FERNANDEZ Diana Elizabeth
Paleoenvironmental framework of dinosaur tracksites and other ichnofossils in Early Cretaceous mixed siliciclastic-carbonate deposits in the Neuquén Basin, northern Patagonia (Argentina)
PAZOS, PABLO J.; LAZO, DARÍO G.; TUNIK, MARISA A,; MARSICANO, CLAUDIA A.; FERNÁNDEZ, DIANA E.; AGUIRRE-URRETA, M. BEATRIZ
ELSEVIER SCIENCE BV
Lugar: Amsterdam; Año: 2012 vol. 22 p. 1125 - 1140
The study of the uppermost section of the Early Cretaceous Agrio Formation in northern Patagonia (Neuquén Basin) where dinosaur tracks assigned to cf. Therangospodus pandemicus are exposed (tracksites I and II) evidence mixed marginal marine siliciclastic-carbonate deposits. The succession was divided in two intervals. A lower one containing theropod tracks, recorded on top of subtidal oolithic limestones with tiny wave ripples suggesting shoreline fluctuations and subaerial exposure. Tidal influence is recognised by fining upward and prograding cycles starting with subtidal carbonates and ending with fine-grained siliciclastic deposits at the top, or rarely laminites. Dolomitization affects subtidal deposits generated in an alkaline media stressful for tracemakers. Intertidal facies include abundant heterolithic deposits, coquinas composed of gastropods encrusted by multilayered bryozoans and muddy levels with incipient mud cracking. Invertebrate ichnofossils recognized from tidally dominated deposits include Arenicolites, Kouphichnium, and Rhizocorallium. The upper interval is a transgressiveregressive cycle that starts with dark shales, deficiently oxygenated, and covered by prograding sandstones and finally sand flat deposits. This interval contains Gyrochorte, Hillichnus, and Ophiomorpha documented in wave-influenced sandstones.
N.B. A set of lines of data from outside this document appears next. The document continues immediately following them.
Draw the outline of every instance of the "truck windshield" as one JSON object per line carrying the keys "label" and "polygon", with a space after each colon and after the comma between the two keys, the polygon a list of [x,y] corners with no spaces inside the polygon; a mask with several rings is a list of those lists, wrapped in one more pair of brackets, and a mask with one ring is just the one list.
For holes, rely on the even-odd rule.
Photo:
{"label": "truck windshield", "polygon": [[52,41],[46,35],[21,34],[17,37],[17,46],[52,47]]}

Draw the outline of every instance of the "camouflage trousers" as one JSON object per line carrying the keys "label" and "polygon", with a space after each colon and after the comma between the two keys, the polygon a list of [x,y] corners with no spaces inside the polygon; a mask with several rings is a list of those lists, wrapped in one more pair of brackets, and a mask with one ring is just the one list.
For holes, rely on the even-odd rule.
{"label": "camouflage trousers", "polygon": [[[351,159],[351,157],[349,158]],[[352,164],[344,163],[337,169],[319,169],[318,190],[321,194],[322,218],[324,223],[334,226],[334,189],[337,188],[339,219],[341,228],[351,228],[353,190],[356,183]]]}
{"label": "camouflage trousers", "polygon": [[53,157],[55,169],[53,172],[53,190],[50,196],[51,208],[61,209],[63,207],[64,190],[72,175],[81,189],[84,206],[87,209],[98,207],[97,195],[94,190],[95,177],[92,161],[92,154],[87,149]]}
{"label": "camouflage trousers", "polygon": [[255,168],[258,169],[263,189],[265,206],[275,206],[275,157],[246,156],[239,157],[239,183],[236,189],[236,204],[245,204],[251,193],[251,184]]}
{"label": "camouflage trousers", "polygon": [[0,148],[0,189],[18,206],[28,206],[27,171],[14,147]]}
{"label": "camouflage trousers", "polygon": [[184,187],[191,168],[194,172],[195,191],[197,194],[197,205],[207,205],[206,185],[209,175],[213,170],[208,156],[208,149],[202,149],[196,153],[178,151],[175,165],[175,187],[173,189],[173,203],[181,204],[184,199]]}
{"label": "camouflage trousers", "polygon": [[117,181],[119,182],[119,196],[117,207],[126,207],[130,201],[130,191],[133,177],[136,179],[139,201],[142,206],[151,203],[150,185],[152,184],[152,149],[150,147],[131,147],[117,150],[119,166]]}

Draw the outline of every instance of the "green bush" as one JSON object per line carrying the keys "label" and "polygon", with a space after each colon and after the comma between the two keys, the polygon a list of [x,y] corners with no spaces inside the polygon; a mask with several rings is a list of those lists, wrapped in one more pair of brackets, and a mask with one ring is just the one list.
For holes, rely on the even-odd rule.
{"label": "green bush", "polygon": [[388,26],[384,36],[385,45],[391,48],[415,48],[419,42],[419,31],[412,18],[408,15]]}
Dinosaur tracks as well as Hillichnus, attributed to tellinoid bivalves, and Kouphichnium assigned to xiphosurans, imply the activity of producers rarely recorded previously as body fossils in marginal marine deposits of southern South America. Previous paleogeographic schemes are questioned by our analysis, which shows evidence of extremely shallow and tide-controlled sedimentation, sometimes with subaerial exposure, with high cyclicity related to a marginal marine depositional setting and lack of significant erosion by the overlying unit, as traditionally was suggested.